Maughan forced a laugh, unsurprisingly embarrassed at Joan’s mention of her human biology. “Well, it’s possible. But he’s proceeding at his own pace. That’s the beauty of this project, of course. Johnnie is autonomous. Now that he’s up there, he doesn’t need anything from the ground. Since he and his sons won’t cost us another dime, this is actually a low-budget project.”

Joan thought,
Sons
?

“But Johnnie is more an engineering stunt than science,” said Alyce Sigurdardottir. She had returned with plastic cups of cola for herself and Joan. “Isn’t that true?”

Maughan smiled, easily enough. Joan realized belatedly that despite his appearance he must actually be one of JPL’s more PR-literate employees; otherwise he wouldn’t be here. “I can’t deny that,” he said. “But that’s our way. At NASA, the engineering and the science have always had to proceed hand in hand.” He turned back to Joan. “I’m honored you asked me here, though I’m still not sure why. My grasp of biology is kind of flaky. I’m basically a computer scientist. And Johnnie is just another space probe, a hunk of silicon and aluminum.”

Joan said, “This conference isn’t just about biology. I wanted the best and brightest minds in many fields to come here and get in touch with each other. We’ve got to learn to think in a new way.”
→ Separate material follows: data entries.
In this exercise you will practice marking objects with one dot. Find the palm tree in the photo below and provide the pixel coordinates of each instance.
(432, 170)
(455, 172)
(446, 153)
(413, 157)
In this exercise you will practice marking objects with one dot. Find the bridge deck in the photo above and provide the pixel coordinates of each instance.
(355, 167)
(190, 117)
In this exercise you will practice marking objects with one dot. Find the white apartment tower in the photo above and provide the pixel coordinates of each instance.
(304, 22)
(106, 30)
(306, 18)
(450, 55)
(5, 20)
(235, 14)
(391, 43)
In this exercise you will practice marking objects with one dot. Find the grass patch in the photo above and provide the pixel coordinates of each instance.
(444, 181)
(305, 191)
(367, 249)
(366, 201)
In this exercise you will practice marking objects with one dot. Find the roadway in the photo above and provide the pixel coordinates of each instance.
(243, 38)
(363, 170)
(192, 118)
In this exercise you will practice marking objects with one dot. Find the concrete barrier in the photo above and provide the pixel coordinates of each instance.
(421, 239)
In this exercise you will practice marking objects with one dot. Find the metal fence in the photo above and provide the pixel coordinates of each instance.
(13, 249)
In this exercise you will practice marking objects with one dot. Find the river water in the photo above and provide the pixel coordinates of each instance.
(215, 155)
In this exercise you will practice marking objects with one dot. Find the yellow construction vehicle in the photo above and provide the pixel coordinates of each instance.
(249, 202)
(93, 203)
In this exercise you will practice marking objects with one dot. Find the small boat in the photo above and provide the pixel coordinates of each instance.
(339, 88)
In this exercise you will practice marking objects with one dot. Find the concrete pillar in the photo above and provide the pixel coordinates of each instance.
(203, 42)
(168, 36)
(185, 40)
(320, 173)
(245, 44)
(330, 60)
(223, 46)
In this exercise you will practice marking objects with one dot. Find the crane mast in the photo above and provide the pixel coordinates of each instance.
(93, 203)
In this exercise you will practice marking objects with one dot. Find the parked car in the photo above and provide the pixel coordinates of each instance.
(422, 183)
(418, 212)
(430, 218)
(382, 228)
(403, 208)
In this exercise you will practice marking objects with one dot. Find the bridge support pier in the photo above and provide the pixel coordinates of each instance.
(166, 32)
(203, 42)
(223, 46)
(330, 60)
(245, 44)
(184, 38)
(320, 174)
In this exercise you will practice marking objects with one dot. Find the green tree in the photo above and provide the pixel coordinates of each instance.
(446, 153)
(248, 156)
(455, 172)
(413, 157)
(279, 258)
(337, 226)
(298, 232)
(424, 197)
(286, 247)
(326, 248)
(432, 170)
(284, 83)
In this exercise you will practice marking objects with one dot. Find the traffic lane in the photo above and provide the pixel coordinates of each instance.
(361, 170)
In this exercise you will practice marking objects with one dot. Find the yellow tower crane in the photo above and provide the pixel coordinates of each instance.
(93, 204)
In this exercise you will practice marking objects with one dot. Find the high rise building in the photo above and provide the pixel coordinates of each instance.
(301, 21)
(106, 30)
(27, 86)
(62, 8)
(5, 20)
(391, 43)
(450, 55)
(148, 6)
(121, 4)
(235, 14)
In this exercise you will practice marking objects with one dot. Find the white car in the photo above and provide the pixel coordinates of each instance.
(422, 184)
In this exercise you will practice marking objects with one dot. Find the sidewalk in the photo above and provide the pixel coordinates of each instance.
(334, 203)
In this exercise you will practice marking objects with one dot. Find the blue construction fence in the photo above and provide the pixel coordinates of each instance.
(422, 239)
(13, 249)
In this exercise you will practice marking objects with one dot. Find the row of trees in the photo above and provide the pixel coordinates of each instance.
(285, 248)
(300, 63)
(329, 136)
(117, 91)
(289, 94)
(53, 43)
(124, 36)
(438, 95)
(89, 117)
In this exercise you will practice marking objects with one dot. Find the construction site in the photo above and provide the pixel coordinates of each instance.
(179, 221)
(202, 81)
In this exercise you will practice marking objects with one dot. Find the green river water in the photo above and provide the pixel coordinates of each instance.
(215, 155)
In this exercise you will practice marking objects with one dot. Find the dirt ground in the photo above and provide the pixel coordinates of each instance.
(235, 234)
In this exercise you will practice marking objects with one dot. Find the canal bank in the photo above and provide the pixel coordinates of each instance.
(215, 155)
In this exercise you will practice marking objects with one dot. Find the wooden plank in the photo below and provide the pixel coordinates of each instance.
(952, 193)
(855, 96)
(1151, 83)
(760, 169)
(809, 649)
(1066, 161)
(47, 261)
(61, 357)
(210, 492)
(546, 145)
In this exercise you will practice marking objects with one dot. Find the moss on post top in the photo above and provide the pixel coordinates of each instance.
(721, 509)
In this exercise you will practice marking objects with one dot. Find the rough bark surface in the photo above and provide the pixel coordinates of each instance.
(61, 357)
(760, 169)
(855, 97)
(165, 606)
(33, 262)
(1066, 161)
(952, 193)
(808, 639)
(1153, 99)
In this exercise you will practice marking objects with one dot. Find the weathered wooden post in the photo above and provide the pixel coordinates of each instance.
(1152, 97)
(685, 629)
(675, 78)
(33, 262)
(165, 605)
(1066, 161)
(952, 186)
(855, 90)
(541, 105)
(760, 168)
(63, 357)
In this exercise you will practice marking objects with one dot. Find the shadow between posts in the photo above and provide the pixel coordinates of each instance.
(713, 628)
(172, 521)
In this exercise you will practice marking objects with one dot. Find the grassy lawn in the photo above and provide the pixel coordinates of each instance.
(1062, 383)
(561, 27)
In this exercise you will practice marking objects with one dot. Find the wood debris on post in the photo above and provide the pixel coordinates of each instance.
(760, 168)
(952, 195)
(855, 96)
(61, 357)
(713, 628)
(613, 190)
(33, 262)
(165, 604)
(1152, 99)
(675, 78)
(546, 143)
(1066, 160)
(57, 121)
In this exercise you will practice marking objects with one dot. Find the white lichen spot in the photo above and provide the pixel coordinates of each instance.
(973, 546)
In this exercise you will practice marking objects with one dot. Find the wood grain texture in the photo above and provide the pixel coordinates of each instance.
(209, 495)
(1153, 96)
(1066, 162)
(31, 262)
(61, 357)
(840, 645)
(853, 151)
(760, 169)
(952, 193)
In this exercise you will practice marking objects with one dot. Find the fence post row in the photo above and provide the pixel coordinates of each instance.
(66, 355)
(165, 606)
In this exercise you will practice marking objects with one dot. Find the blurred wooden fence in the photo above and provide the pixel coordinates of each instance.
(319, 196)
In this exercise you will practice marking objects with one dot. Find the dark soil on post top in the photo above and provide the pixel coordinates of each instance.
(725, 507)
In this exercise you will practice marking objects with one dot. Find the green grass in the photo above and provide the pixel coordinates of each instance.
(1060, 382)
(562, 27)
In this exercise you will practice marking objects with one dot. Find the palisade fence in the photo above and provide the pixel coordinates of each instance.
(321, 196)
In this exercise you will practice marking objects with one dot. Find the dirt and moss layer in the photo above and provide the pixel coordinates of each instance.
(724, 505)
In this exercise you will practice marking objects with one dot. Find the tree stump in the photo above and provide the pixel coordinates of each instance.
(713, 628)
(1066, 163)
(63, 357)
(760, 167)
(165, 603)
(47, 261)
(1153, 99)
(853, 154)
Alyce shook her head. “And for all my skepticism about this specific project, I think you underestimate yourself, Dr. Maughan. Think about it. You come into the world naked. You take what the Earth gives you— metal, oil— and you mold it, make it smart, and hurl it across space to
another world.
NASA’s image has always been dismally poor. But what you actually do is so— romantic.”

Maughan hid behind a weak joke. “Gee, ma’am, I’ll have to invite you along to my next career review.”

The lounge was continuing to fill up with passengers. Joan said, “Does anybody know what’s happening?”

“It’s the protesters,” Ian Maughan said. “They are lobbing rocks into the airport compound. The police are pushing them back, but it’s a mess. They let us land, but it’s not safe for our baggage to be retrieved right now, or for us to leave the airport.”

“Terrific,” Joan said. “So we’re going to be under siege all through the conference.”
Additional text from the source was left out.